Ayer celebrábamos la Exaltación de la Santa cruz y hoy la Virgen de los Dolores. Con toda razón van unidas estas celebraciones, porque al pie de la cruz, como nos lo relata san Juan, estaba la Madre. Se nos escapa hasta qué punto su corazón fue convulsionado por el dolor aunque nos podemos hacer una idea atendiendo a la profecía del anciano Simeón: “Y a ti, una espada te traspasará el alma”.

Oscar Wilde, desde su experiencia en la prisión, escribió que no deberíamos temer que se nos partiera el corazón; que lo verdaderamente peligroso es que este se endureciera, se volviera de piedra. Un corazón roto, no lo digo según el sentimentalismo de nuestra época, es aquel que ha conocido el amor hasta el límite y por fidelidad a él ha llegado a reventar. La delgada línea que une amor y sufrimiento se ha ido haciendo cada vez más gruesa y hoy parece posible, y hasta se exige, poder amar y ser amado sin que ello conlleve ninguna renuncia, ningún esfuerzo, ausencia total de sufrimiento. El amor horneado según esos parámetros es mantecoso y se funde a la primera contrariedad. Sólo tiene de amor el modelo que atisba desde lejos pero al que no se atreve a acercarse.

María sufre viendo sufrir al que más ama. Y ama que su Hijo sufra porque ama aquello por lo que su Hijo está clavado en la cruz. Se ha unido a la entrega de su Hijo, y por eso permanece firme en el lugar que todos han abandonado. Virgen poderosa en el dolor que no ha querido ahorrarse ni una gota, ni un segundo, de la pasión de su Hijo. Quería estar con Él, hasta el fin. Acompañándolo con la verdadera compasión que era hacerse uno con Él en el sacrificio. La ternura de María resulta incomprensible para los blandengues de este siglo. Por eso se dice que lo que Jesús sufrió corporalmente María lo padeció en su corazón.
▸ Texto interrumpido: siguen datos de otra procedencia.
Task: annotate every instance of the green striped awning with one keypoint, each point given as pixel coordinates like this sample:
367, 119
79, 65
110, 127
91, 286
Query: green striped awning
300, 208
Hoy, al fijarnos en la Dolorosa y mirarla sin ningún filtro, allí despojada de todo, porque ha Jesús lo han crucificado ignominiosamente, caemos en la cuenta de que ella está también en el camino de todas las personas que sufren. Su corazón, modelado en el horno del amor verdadero, extiende su amor a todos los hijos que sufren. Desde la cruz le dijo el Señor, mirándola a ella y al discípulo que amaba: “Mujer, ahí tienes a tu hijo”. Fue encomendarle el sufrimiento de todos los hombres que, a través de ella, había que asociar a la cruz. Ahí está su ternura y su compasión: no permitir que ningún dolor del mundo se pierda por las cloacas del resentimiento, del sinsentido o del absurdo. Ella está ahí, portando en su corazón traspasado ese dolor y uniéndolo a la ofrenda infinita de su Hijo. Y ahí se muestra su victoria de Madre: porque nada se pierde.

La Virgen Dolorosa es la Virgen Madre. ¿Acaso puede separarse la maternidad del dolor? Es el dolor por el dolor de los hijos y también el dolor para que los hijos no sucumban ante el sufrimiento. Un dolor doble, místico, tan cercano al de Dios que su contemplación nos arrebata a las fuentes escondidas del Amor. Gracias por ese corazón traspasado, donde el dolor golpea con especial dureza pero queda transformado por un amor que todo lo vence.